Knowing that I'd never make it to New York if she unzipped that carrier, I whipped out the last ace literally up my sleeve: my arms -- which, after this morning's ordeal, were a shredded, bloody mess that said all too clearly, Open that bag, and you're next.

Suddenly, the TSA agent experienced a change of heart.

"I'll just pat your bag down," she said.

A few wary pats on my cat carrier later, and I was free -- but not before the TSA agent wheeled me around on my heels, pointed my body in the direction of the nearest bar and all but ordered me to have a drink. I had two.

Later on, after I boarded the plane with a mewling Goat and Gracie, I could sense the other passengers shift in their seats nervously. No one wanted to sit next to two angry cats for a five-hour flight, and I can't say I blamed them. But by that point, I couldn't care less. I'd paid my fare -- including a fee for both cats -- and had made it this far without having a major coronary event or losing a pet.

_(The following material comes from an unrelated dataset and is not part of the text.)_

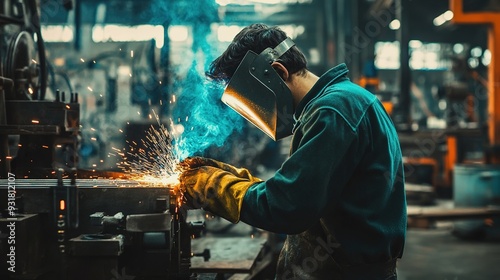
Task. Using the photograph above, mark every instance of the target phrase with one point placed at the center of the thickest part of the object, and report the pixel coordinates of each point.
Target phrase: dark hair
(256, 37)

In the end, I'm happy to report that we all made it to New York in one piece. It took a solid week before the cats got brave enough to venture out of the closet and into their new home, but in due time, they were back to running things like a couple of tyrants. The moral? If you're moving with pets, know full well that they're resilient creatures that will bounce back in due time. As for humans … well, I'm still recovering.